Another conclusion that can be carried out from Figure 7a,b is that the average von Mises stress was almost linear with lg$\dot{\epsilon }$ when the applied strain rate exceeded ${\dot{\epsilon }}_c$. Then, the average von Mises stress gradually started to approach a constant value under ${\dot{\epsilon }}_c$, from which ${\dot{\epsilon }}_c$ acted as the division of such variations. The constant von Mises stress value could be considered as the stress threshold of fracture. Irreversible fracture is activated once the average von Mises stress reaches the threshold. In this way, the equivalent stresses and the corresponding yield criteria of the two silicon structures are analyzed and discussed under the strain rate effects.

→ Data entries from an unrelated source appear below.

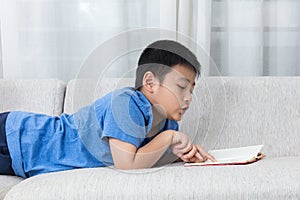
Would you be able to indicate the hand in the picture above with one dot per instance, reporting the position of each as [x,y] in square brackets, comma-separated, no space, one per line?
[197,154]
[181,144]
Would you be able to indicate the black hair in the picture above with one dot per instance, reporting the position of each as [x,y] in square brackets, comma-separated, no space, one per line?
[159,58]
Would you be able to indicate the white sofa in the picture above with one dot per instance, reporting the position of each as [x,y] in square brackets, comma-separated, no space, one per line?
[226,112]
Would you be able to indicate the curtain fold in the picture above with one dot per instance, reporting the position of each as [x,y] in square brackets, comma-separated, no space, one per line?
[51,39]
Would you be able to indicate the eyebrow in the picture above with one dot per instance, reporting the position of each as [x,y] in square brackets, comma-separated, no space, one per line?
[186,79]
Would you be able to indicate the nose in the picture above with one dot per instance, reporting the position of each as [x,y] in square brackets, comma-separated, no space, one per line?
[187,98]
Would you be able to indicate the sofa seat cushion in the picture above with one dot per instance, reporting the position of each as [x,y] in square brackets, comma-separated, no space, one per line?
[6,183]
[270,178]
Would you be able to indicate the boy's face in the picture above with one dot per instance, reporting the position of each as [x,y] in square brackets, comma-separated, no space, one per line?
[174,95]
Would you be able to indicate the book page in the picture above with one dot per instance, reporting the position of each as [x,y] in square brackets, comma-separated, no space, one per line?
[232,156]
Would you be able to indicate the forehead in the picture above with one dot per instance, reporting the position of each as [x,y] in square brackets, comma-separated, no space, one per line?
[182,73]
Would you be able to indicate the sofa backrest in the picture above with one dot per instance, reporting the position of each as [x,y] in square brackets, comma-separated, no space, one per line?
[226,111]
[82,92]
[242,111]
[34,95]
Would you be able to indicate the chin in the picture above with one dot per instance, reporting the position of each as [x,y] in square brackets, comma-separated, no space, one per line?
[176,118]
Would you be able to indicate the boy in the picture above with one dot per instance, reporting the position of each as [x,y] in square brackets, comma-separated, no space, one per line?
[130,128]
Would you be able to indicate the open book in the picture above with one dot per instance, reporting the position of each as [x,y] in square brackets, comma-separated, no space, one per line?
[233,156]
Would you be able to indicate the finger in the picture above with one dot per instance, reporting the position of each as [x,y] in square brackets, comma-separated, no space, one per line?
[199,157]
[204,154]
[210,157]
[184,159]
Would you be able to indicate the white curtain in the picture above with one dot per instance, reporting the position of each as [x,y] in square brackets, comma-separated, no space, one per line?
[51,39]
[246,38]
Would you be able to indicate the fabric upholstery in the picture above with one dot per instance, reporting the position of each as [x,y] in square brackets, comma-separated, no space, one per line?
[225,112]
[267,179]
[42,96]
[39,95]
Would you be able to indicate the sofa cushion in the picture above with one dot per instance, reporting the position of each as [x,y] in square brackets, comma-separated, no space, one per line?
[41,96]
[225,112]
[265,179]
[242,111]
[6,183]
[82,92]
[34,95]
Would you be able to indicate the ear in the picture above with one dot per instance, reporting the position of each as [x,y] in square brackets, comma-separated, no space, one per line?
[149,81]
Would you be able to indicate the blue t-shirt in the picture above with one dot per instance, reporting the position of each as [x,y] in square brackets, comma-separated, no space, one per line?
[40,143]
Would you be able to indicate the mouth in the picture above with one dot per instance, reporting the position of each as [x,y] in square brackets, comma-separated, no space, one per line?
[183,110]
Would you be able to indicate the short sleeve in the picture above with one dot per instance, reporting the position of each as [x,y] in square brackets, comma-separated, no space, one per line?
[125,119]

However, it is still unknown how the strain rate affects von Mises stress in the deformation process. To investigate this incomplete point, the distributions of von Mises stress are given in Figure 8 (Mono-Si) and Figure 9 (SiNW) in the form of probability density.

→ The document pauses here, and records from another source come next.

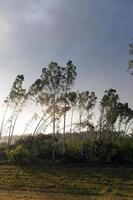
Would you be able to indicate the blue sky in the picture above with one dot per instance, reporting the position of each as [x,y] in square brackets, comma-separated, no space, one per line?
[94,34]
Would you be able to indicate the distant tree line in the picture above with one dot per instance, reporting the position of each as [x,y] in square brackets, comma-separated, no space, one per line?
[108,140]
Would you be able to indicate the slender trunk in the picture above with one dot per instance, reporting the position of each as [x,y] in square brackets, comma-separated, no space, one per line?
[47,125]
[80,122]
[129,127]
[53,150]
[3,120]
[64,131]
[71,122]
[15,120]
[41,125]
[38,124]
[125,127]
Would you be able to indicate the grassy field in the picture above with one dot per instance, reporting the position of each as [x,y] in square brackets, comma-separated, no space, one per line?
[68,182]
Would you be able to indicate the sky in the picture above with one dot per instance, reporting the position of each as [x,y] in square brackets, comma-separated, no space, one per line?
[93,34]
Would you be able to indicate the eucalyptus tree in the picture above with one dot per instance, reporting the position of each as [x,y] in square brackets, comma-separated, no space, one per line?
[85,103]
[69,76]
[108,113]
[16,97]
[125,116]
[13,100]
[72,99]
[130,63]
[51,82]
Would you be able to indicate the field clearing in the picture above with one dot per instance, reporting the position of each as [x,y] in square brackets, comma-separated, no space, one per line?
[68,182]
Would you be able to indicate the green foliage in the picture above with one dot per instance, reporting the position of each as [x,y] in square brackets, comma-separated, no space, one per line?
[22,154]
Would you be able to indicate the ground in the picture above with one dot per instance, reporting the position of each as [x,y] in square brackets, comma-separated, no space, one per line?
[65,182]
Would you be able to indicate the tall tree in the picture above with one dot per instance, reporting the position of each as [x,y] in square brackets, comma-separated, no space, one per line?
[130,63]
[108,113]
[69,75]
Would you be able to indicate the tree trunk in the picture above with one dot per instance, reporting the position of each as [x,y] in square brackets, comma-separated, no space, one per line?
[3,120]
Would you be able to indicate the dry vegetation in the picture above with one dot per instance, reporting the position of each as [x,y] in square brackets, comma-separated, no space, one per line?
[65,182]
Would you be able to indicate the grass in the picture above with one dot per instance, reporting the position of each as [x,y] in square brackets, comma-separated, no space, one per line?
[68,182]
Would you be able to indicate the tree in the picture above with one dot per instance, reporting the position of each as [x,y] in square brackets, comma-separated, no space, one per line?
[13,100]
[69,75]
[130,63]
[108,113]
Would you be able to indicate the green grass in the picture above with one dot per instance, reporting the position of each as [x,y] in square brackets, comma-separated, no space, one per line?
[58,181]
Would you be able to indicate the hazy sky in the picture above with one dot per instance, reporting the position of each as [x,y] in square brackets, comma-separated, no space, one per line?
[94,34]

Obviously, the numerical distributions of von Mises stress followed the normal distribution. The stress peaks gradually shifted to a high value as the applied strain varied. Interestingly, the stress peaks exhibited different shapes under different strain rates. It seems that the atomic Virial stress was separated to a wide range of distribution interval by the high applied strain rate. Meanwhile, the width of the distribution peak (e.g., full width at half maximum) was narrowed by the low strain rate deformation. Once the stress distributions of three designated strain rates were compared at a same applied strain in Figure 8b and Figure 9b, it was found that the peak positions (average stress) were different. Accordingly, there were two parameters controlling the average von Mises stress in the deformation process. The first was the applied strain, which affected the peak positions of stress distributions. The second was the applied strain rate, which affected the peak shapes of stress distributions.

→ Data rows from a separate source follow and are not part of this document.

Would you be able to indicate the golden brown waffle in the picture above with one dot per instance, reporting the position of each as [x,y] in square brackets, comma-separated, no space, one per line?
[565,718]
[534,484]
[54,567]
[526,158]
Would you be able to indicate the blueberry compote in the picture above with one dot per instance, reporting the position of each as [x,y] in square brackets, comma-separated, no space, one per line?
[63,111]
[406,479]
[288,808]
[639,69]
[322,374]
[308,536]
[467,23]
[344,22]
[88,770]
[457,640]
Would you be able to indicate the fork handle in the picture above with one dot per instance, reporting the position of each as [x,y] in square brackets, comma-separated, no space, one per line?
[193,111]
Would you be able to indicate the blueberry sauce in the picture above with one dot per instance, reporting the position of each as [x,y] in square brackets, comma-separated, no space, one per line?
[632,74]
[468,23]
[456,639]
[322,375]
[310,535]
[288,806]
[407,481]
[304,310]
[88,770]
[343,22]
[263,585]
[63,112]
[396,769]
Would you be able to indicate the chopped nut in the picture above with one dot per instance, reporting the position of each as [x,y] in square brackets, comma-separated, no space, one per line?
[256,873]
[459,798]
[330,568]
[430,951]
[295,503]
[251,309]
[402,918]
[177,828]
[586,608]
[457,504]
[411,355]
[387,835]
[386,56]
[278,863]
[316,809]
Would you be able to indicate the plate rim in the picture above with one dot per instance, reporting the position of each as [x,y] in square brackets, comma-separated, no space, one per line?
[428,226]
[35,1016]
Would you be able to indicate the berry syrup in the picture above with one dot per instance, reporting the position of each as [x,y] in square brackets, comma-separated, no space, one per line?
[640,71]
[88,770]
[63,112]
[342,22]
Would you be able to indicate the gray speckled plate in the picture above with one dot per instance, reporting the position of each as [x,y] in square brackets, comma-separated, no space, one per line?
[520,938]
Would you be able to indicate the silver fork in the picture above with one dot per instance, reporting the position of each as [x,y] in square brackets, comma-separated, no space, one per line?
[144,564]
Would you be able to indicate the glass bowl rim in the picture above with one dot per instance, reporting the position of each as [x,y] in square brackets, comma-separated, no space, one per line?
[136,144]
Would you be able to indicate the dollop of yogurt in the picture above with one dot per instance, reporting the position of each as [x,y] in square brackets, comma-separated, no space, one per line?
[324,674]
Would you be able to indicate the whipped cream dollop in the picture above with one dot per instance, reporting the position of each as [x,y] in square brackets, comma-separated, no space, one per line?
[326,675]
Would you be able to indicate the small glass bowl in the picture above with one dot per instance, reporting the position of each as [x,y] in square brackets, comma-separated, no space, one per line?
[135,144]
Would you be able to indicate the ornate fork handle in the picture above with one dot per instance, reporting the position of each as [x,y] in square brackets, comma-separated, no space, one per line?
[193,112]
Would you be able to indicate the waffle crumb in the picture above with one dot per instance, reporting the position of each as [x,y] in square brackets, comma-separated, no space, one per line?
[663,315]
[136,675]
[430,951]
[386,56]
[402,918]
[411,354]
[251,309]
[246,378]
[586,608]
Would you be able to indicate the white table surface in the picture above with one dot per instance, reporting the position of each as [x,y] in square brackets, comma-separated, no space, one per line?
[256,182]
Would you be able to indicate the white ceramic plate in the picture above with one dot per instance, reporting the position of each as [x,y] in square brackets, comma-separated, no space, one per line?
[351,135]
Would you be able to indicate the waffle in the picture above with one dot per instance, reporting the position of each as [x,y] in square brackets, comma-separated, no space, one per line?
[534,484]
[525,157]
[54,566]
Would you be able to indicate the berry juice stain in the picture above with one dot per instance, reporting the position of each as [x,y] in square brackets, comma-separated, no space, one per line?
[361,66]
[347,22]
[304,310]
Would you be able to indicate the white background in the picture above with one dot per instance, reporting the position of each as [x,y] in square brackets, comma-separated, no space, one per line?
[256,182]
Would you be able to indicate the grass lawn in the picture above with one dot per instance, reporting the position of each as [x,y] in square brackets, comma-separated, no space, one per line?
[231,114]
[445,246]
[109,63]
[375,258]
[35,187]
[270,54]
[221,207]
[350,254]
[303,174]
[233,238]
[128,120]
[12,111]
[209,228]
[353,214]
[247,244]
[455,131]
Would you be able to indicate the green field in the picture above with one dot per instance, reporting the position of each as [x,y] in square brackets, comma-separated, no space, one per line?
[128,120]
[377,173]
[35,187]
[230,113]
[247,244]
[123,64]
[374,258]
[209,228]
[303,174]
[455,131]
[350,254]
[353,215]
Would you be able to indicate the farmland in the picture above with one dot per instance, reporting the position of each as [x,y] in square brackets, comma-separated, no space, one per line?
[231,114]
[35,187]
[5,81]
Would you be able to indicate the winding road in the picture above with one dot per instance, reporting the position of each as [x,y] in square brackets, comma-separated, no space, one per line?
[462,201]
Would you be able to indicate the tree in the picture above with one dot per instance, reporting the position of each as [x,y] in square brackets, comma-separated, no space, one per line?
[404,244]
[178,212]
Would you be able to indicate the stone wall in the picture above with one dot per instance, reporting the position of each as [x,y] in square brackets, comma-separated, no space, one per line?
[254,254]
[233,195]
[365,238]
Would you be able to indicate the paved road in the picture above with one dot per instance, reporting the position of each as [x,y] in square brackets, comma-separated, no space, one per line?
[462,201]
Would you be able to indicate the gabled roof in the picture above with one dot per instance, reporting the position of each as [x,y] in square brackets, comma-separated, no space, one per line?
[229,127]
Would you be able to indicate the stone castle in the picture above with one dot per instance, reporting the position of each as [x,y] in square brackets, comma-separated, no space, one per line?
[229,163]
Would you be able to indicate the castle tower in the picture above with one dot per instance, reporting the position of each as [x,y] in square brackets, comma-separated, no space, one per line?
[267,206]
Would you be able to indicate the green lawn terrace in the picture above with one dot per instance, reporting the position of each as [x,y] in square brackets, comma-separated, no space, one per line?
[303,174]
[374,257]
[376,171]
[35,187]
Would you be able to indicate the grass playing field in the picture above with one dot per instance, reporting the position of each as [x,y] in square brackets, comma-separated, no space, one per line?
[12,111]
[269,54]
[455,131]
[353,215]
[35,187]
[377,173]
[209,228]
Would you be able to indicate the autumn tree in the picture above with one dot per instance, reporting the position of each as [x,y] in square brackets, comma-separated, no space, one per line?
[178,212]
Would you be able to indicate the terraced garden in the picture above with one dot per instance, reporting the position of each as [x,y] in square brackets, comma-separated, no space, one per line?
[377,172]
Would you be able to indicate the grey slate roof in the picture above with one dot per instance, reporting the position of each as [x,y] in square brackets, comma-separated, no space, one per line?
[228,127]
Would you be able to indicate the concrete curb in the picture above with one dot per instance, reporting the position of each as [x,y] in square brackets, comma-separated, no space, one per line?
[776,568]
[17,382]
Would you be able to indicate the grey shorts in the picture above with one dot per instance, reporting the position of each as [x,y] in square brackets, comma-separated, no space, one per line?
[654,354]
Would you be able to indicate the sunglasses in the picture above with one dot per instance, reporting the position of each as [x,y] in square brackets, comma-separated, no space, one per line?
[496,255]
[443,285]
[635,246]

Different from the other rate-independent equivalent stresses, the average von Mises stress decreases as the applied strain rate increases. Combined with the colored subfigures about the crystal stress in Figure 8, the low strain rate deformation was found suffering a more serious von Mises stress concentration than the high strain rate deformation. Thus, the rate-dependent distributions of von Mises stress and the variations of average von Mises stress indicated an unexpected fact: compared with the high strain rate deformation, the stress fields in the low strain rate deformation had a higher possibility of exploring the potential stress threshold of fracture, or experiencing more frequent barrier crossing events [12] under the same applied strain, which could also be demonstrated by the variations of maximum von Mises stress shown in Figure 7a1,b1. Therefore, the fracture process will appear earlier in the stress–strain curves of low strain rate deformation because of the strengthened von Mises stress concentration.

4. Conclusions

In the present paper, two silicon structures were tested using high tensile strain rate molecular dynamics simulations. The results are concluded below:

Through a rate response model, the strain rate sensitivity and the critical strain rate of Mono-Si and SiNW were calculated, from which the extra surface of SiNW was found decrease strain rate sensitivity. However, the critical strain rate was the same for these structures, indicating that it is an inherent property which cannot be affected by surface effects. Then, the dislocation activities in the fracture process were examined. It was found that the rate-dependent dislocation nucleations and motions caused the earlier yield behaviors in the stress–strain curves of low strain rate deformation. Finally, five equivalent stresses and their descriptions on the rate-dependent mechanical response were verified; the von Mises stress was proved better than the Tresca stress in describing the yield criteria of the two silicon structures under the strain rate effects. The applicability of von Mises stress in the rate-dependent mechanical response indicates that a high strain rate not only affects internal stress fields, but also influences the elastic strain energy.